Lieder, F., Callaway, F., Jain, Y. R., Krueger, P. M., Das, P., Gul, S., Griffiths, T. L.

RLDM 2019, July 2019, Falk Lieder and Frederick Callaway contributed equally to this publication. (conference)

Abstract
People's reliance on suboptimal heuristics gives rise to a plethora of cognitive biases in decision-making including the present bias, which denotes people's tendency to be overly swayed by an action's immediate costs/benefits rather than its more important long-term consequences. One approach to helping people overcome such biases is to teach them better decision strategies. But which strategies should we teach them? And how can we teach them effectively? Here, we leverage an automatic method for discovering rational heuristics and insights into how people acquire cognitive skills to develop an intelligent tutor that teaches people how to make better decisions. As a proof of concept, we derive the optimal planning strategy for a simple model of situations where people fall prey to the present bias. Our cognitive tutor teaches people this optimal planning strategy by giving them metacognitive feedback on how they plan in a 3-step sequential decision-making task. Our tutor's feedback is designed to maximally accelerate people's metacognitive reinforcement learning towards the optimal planning strategy.

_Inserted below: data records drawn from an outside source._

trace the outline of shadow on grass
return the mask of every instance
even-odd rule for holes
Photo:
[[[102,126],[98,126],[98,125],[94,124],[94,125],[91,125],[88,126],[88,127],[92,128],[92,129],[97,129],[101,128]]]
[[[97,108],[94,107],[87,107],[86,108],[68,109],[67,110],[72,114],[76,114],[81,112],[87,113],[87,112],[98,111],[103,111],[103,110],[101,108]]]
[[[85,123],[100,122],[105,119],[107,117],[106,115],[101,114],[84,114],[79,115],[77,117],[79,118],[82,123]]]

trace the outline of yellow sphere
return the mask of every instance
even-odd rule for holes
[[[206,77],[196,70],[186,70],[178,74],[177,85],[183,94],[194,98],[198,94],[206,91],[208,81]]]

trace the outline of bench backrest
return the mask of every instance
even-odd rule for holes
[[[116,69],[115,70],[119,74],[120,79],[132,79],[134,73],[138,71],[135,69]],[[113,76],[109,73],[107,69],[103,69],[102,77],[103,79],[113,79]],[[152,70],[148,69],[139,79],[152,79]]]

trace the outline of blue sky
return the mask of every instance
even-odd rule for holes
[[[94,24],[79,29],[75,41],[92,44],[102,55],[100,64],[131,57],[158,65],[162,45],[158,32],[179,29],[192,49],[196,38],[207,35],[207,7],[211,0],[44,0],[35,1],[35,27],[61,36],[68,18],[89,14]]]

A series of four experiments confirmed that training with the cognitive tutor significantly reduced present bias and improved people's decision-making competency: Experiment 1 demonstrated that the cognitive tutor's feedback can help participants discover far-sighted planning strategies. Experiment 2 found that this training effect transfers to more complex environments. Experiment 3 found that these transfer effects are retained for at least 24 hours after the training. Finally, Experiment 4 found that practicing with the cognitive tutor can have additional benefits over being told the strategy in words. The results suggest that promoting metacognitive reinforcement learning with optimal feedback is a promising approach to improving the human mind.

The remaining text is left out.